Friday, August 12, 2011

My Experiences with OCZ Technology SLD3-25SAT3-120G

 

Doing a little review here, I have an older Acer Laptop.  It’s about 3 yrs+ old, and was one of the first dual core laptops on the market.  When I bought it, I had to wait for about 9 weeks for it to come out.  I have a docking station and I have very little trouble with it.  I replaced the hard drive when I started a new job in 2010 and it’s done nothing but get slower since.  I always noticed that when I was noticing the slow down, the Hard Drive (HD) light was lit solid.

So I’ve been eye-balling SSD drives.  They seem quicker and the fact that there isn’t a spinning platter in a mobile device really sold it.  After lots of research, I decided on the OCZ Technology SLD3-25SAT3-120G from Newegg via: Newegg.com

The disk looked very fast, was compatible with SATA2 and would last until I received my next laptop that will for sure have SATA3 in the next year or so.  So after ordering the drive, I decided that I had WAY too much on my laptop to reload so a clone it was.

Review starts here:

I received my drive, unboxed the Newegg box, to find a sexy little package that was almost like an envelope.  Opening the box I find this sexy little drive that was super light and was build decent enough:image

This Looked semi-normal and not much to the outside.  But of course I bought it for the insides.  And don’t think if that “Warranty Void” sticker wasn’t there, I wouldn’t have opened it up.

On to the imaging.

Downloaded the latest Acronis, started a clone and when the clone finished, I shutdown my laptop, plugged in the new drive and started it back up, with a huge kid-like grin on my face.

First boot-up with the SLD3-25SAT3 was normal, lots of Hard Drive light activity and was able to boot straight into windows.  For the search engines, I have to type this out: Acronis Clone works to SSD Drive and Windows 7.

Windows 7 boots up, I login, it says new hardware.  I rebooted as requested.

Next startup.  The next startup seemed much quicker, but I was pulled away for a second to chat with a co-worker, so maybe it wasn’t, hard telling.  Logged into Windows, desktop pops up and once again says New Hardware found.  2nd Reboot on the way.

3rd start after cloning the drive with Acronis.  The BIOS post starts, Windows flashes, and WHAM.. I’m at the login.  Now let me explain a bit to you about this (Please read next section if you don’t care, there is a lot more that matters!).  When I usually turn my laptop on, it takes somewhere between 2-4 minutes to get to the point where my fingerprint reader is working properly.  If I want to login before that time, I had to actually type my password, then wait for what seems to be forever, for it to load Windows and my desktop.  This was not the case, it was ready to roll.

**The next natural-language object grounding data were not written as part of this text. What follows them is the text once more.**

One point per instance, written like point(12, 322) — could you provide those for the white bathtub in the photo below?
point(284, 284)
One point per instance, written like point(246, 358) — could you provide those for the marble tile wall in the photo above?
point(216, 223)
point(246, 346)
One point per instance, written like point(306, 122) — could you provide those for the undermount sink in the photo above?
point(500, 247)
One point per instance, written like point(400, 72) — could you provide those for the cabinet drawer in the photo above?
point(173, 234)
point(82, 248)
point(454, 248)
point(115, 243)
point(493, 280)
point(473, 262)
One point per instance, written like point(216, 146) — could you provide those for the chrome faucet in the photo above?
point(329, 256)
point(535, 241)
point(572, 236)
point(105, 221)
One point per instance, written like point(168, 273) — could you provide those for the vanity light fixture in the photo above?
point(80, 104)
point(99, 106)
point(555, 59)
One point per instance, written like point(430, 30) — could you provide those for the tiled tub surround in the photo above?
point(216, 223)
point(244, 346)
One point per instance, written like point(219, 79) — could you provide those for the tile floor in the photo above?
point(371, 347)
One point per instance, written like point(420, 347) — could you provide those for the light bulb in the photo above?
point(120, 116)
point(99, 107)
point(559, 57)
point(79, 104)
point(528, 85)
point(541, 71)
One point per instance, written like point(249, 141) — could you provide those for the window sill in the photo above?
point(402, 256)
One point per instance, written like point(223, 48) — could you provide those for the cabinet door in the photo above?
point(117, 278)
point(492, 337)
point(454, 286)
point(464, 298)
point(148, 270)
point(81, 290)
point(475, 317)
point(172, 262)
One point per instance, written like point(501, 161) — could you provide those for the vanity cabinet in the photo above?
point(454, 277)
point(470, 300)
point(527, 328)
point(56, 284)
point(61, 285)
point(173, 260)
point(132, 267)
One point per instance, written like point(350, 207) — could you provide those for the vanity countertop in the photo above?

So, I boot up fast, it looks good, I start working and “playing” to see if it’s any faster.  And it was in so many ways, Outlook flying, desktop responsive, almost no HD flashing.  Opening local PDF files that were pretty large was near instant.

YAY for me, new laptop…. Well…. Almost.

Going along about 15 minutes..> BSOD, Blue..Screen…Of….Death.  Reboot and back we go.  After analyzing the dump, it was for sure something HD related.  I go home for the night and computer locked up when I return in the AM.  Time to switch HD’s back or WTF.

So off to the Forums, and I hope if you have this issue, you may have found me here.  I find where there is a newer firmware and even though they are unsure what causes random BSOD for different people, they suggest the upgrade. 

Now here is the kicker:

You can not update the firmware of a Hard Drive you are using.  You must either boot to a boot CD or load the firmware via a computer booted to another hard drive.

So, I finally found a boot ISO as I didn’t want to take my laptop apart again, I found via: Guide Latest version numbers for the Vertex3-Agility3-Solid3 drives

I personally downloaded the latest ISO, booted the computer and followed the prompts to update the firmware.  It was successful and life is good.

I want to tell you what.  After about a month of using this new drive, I’m not sure I could go back to a normal drive, at least on my older laptop.  This thing flies and I’d put it up against most any laptop for most any daily activity that normal and power users do. 

So my thought, 100% worth the $200 for the drive. (Period)

If you have a laptop that is decent, has SATA2 interface and just has a lot of hard drive activity, try this.  Nice thing is that you can move this drive right into your new laptop, do a repair and you have one hell of a SATA3 processing machine.